Revolution Day (Mexico)
Revolution Day is an official holiday in Mexico and is observed annually on the 20th of November. In Spanish, this holiday is known as Dia de la Revolucion. This holiday celebrates the anniversary of the beginning of the Mexican Revolution—a struggle that ran for approximately 10-years and resulted in Army general José de la Cruz Porfirio Diaz Mori being overthrown. It’s a day that’s celebrated with “Viva Mexico” and “Viva la Revolución!” It’s also a holiday on which people enjoy traditional Mexican foods, and watch or participate in one of the many parades held all over the country. In other words, it’s a day of celebration and jubilance.
The Beginning Of The Mexican Revolution
The best way to understand the Mexican Revolution is to view it as a series of armed struggles that lasted over a period of ten years—from 1910 to 1920. This revolution would end up not only transforming the Mexican government, but in many ways, it also changed Mexican culture.
This revolution began as the result of the unpopularity of Porfirio Diaz. Many people in Mexico were dissatisfied with his 31-year reign, as well as his inability to find a solution to the issue of presidential successions. The result was a struggle for power between many of the country’s elites and this set the stage for insurrection.
On November 20, 1910, armed conflict broke out in northern Mexico. This conflict was led by wealthy landowner (and presidential challenger to Porfirio Diaz that year0 Francisco Madero, Pascual Orozco, and Pancho Villa. Using funds that they sourced from organized labor, the middle class, and even the peasantry, these Maderista forces were able to pursue a northern military campaign that eventually ended with the capture of Ciudad Juárez in the spring of 1911.
The northern campaigns in 1911 forced out Porfirio Diaz and he signed the Treaty of Ciudad Juárez. This treaty put an end to the armed conflicts and Porfirio Diaz went into exile. New elections were to start in the fall of that year and Francisco Leon de la Barra would become the interim president. In October of 1911, Madero would win the office of president—an office that he would take in November of that year.
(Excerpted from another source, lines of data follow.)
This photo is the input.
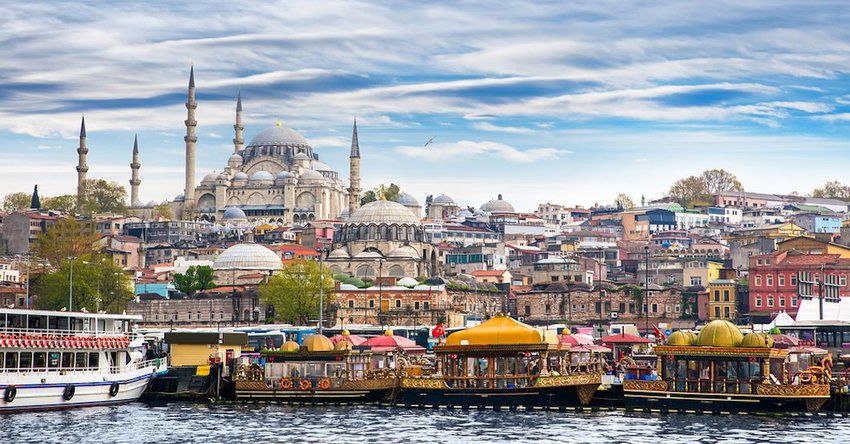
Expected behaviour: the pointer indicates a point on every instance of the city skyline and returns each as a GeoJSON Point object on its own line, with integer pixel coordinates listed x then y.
{"type": "Point", "coordinates": [556, 103]}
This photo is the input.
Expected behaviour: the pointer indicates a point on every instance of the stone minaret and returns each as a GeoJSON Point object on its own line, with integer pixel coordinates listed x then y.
{"type": "Point", "coordinates": [82, 167]}
{"type": "Point", "coordinates": [238, 141]}
{"type": "Point", "coordinates": [190, 139]}
{"type": "Point", "coordinates": [354, 171]}
{"type": "Point", "coordinates": [134, 169]}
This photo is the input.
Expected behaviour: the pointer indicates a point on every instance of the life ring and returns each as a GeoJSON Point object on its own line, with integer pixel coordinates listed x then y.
{"type": "Point", "coordinates": [10, 393]}
{"type": "Point", "coordinates": [69, 392]}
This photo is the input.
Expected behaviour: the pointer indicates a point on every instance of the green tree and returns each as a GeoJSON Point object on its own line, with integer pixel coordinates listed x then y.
{"type": "Point", "coordinates": [98, 284]}
{"type": "Point", "coordinates": [101, 197]}
{"type": "Point", "coordinates": [833, 190]}
{"type": "Point", "coordinates": [66, 238]}
{"type": "Point", "coordinates": [294, 292]}
{"type": "Point", "coordinates": [65, 202]}
{"type": "Point", "coordinates": [17, 201]}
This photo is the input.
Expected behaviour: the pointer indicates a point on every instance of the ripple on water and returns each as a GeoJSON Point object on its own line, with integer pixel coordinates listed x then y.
{"type": "Point", "coordinates": [183, 422]}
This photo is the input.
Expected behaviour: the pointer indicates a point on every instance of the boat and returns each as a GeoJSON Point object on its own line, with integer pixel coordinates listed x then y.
{"type": "Point", "coordinates": [721, 370]}
{"type": "Point", "coordinates": [57, 360]}
{"type": "Point", "coordinates": [503, 363]}
{"type": "Point", "coordinates": [317, 371]}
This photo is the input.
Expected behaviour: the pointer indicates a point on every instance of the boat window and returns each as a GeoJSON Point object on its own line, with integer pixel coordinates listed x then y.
{"type": "Point", "coordinates": [94, 360]}
{"type": "Point", "coordinates": [11, 360]}
{"type": "Point", "coordinates": [39, 360]}
{"type": "Point", "coordinates": [53, 359]}
{"type": "Point", "coordinates": [67, 360]}
{"type": "Point", "coordinates": [26, 360]}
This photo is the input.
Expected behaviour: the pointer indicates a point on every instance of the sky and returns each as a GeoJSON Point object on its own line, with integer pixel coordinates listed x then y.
{"type": "Point", "coordinates": [562, 102]}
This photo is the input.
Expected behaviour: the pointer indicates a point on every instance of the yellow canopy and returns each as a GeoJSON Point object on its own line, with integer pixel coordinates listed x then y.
{"type": "Point", "coordinates": [499, 330]}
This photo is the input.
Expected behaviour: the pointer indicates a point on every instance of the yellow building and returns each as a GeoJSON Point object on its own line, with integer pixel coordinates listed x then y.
{"type": "Point", "coordinates": [808, 245]}
{"type": "Point", "coordinates": [721, 299]}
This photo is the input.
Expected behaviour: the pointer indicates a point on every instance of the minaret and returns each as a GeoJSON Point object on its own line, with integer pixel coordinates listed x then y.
{"type": "Point", "coordinates": [82, 168]}
{"type": "Point", "coordinates": [134, 169]}
{"type": "Point", "coordinates": [354, 171]}
{"type": "Point", "coordinates": [190, 139]}
{"type": "Point", "coordinates": [238, 141]}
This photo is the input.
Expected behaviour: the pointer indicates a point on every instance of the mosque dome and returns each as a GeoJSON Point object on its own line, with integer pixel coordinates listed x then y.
{"type": "Point", "coordinates": [720, 333]}
{"type": "Point", "coordinates": [248, 257]}
{"type": "Point", "coordinates": [383, 212]}
{"type": "Point", "coordinates": [443, 200]}
{"type": "Point", "coordinates": [498, 206]}
{"type": "Point", "coordinates": [407, 200]}
{"type": "Point", "coordinates": [311, 175]}
{"type": "Point", "coordinates": [233, 214]}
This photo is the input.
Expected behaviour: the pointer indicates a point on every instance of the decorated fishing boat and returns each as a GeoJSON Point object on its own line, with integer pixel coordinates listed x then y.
{"type": "Point", "coordinates": [503, 363]}
{"type": "Point", "coordinates": [55, 360]}
{"type": "Point", "coordinates": [317, 371]}
{"type": "Point", "coordinates": [722, 370]}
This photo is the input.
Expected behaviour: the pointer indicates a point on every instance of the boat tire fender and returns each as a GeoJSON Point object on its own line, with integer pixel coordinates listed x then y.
{"type": "Point", "coordinates": [68, 394]}
{"type": "Point", "coordinates": [10, 393]}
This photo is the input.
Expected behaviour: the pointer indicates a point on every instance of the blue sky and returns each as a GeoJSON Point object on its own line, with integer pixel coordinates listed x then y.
{"type": "Point", "coordinates": [566, 102]}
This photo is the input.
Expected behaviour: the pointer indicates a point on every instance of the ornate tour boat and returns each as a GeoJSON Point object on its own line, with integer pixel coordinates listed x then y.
{"type": "Point", "coordinates": [54, 360]}
{"type": "Point", "coordinates": [319, 372]}
{"type": "Point", "coordinates": [722, 370]}
{"type": "Point", "coordinates": [503, 363]}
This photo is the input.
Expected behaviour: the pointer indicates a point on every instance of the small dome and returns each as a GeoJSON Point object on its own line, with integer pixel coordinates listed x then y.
{"type": "Point", "coordinates": [233, 214]}
{"type": "Point", "coordinates": [498, 206]}
{"type": "Point", "coordinates": [405, 252]}
{"type": "Point", "coordinates": [309, 174]}
{"type": "Point", "coordinates": [680, 338]}
{"type": "Point", "coordinates": [757, 340]}
{"type": "Point", "coordinates": [383, 212]}
{"type": "Point", "coordinates": [443, 200]}
{"type": "Point", "coordinates": [408, 282]}
{"type": "Point", "coordinates": [248, 257]}
{"type": "Point", "coordinates": [720, 333]}
{"type": "Point", "coordinates": [260, 176]}
{"type": "Point", "coordinates": [407, 200]}
{"type": "Point", "coordinates": [289, 346]}
{"type": "Point", "coordinates": [317, 343]}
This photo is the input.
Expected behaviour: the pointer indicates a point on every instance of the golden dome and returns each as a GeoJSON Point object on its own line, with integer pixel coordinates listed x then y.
{"type": "Point", "coordinates": [499, 330]}
{"type": "Point", "coordinates": [680, 338]}
{"type": "Point", "coordinates": [314, 343]}
{"type": "Point", "coordinates": [757, 340]}
{"type": "Point", "coordinates": [289, 346]}
{"type": "Point", "coordinates": [720, 333]}
{"type": "Point", "coordinates": [342, 345]}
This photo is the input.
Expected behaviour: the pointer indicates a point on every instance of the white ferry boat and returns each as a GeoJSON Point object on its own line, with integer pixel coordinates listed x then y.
{"type": "Point", "coordinates": [54, 360]}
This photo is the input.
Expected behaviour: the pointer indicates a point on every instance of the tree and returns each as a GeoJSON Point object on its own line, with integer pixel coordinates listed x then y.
{"type": "Point", "coordinates": [624, 202]}
{"type": "Point", "coordinates": [196, 278]}
{"type": "Point", "coordinates": [294, 292]}
{"type": "Point", "coordinates": [101, 197]}
{"type": "Point", "coordinates": [66, 238]}
{"type": "Point", "coordinates": [720, 181]}
{"type": "Point", "coordinates": [17, 201]}
{"type": "Point", "coordinates": [65, 202]}
{"type": "Point", "coordinates": [163, 210]}
{"type": "Point", "coordinates": [98, 284]}
{"type": "Point", "coordinates": [833, 190]}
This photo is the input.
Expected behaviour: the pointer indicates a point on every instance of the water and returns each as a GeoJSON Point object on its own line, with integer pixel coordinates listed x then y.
{"type": "Point", "coordinates": [190, 423]}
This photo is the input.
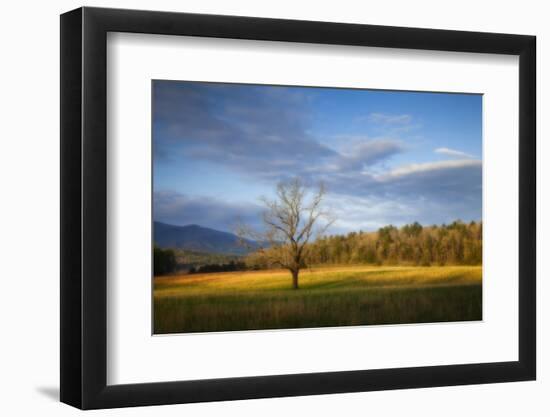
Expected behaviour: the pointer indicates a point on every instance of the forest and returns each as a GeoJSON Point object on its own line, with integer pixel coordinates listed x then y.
{"type": "Point", "coordinates": [457, 243]}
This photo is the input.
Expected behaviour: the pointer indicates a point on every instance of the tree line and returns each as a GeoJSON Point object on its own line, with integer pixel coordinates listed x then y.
{"type": "Point", "coordinates": [457, 243]}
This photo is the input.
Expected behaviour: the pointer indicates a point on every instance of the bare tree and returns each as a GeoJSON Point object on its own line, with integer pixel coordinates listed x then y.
{"type": "Point", "coordinates": [291, 221]}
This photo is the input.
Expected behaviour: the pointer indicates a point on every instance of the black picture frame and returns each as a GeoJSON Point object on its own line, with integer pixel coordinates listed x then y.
{"type": "Point", "coordinates": [84, 207]}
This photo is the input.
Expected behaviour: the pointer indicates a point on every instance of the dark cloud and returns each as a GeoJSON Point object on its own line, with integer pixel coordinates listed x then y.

Francisco Madero’s presidency wasn’t without its controversies, however, and opposition began against it. He was seen as too conservative for revolutionary leaders and as too liberal by conservatives. This resulted in a series of events known as the Ten Tragic Days in 1913. During these events, President Francisco Modero and Vice-President Pino Suárez were forced to resign and then were assassinated.
General Victoriano Huerta was backed by the U.S Ambassador Henry Lane Wilson and various business interests and he would remain in power until July of 1914. This is when Pancho Villa, Emiliano Zapata, and other regional revolution forces forced him out. From 1914 through 1920, various armed conflicts happened until Álvaro Obregón was sworn in as president in 1920.
Observing Revolution Day
Observing this holiday is done using parades, shouts of “Vival Mexico” and “Viva la Revolución!” as well as traditional Mexican food served up by street vendors. People can also use the hashtag #RevolutionDay to spread the word about the holiday.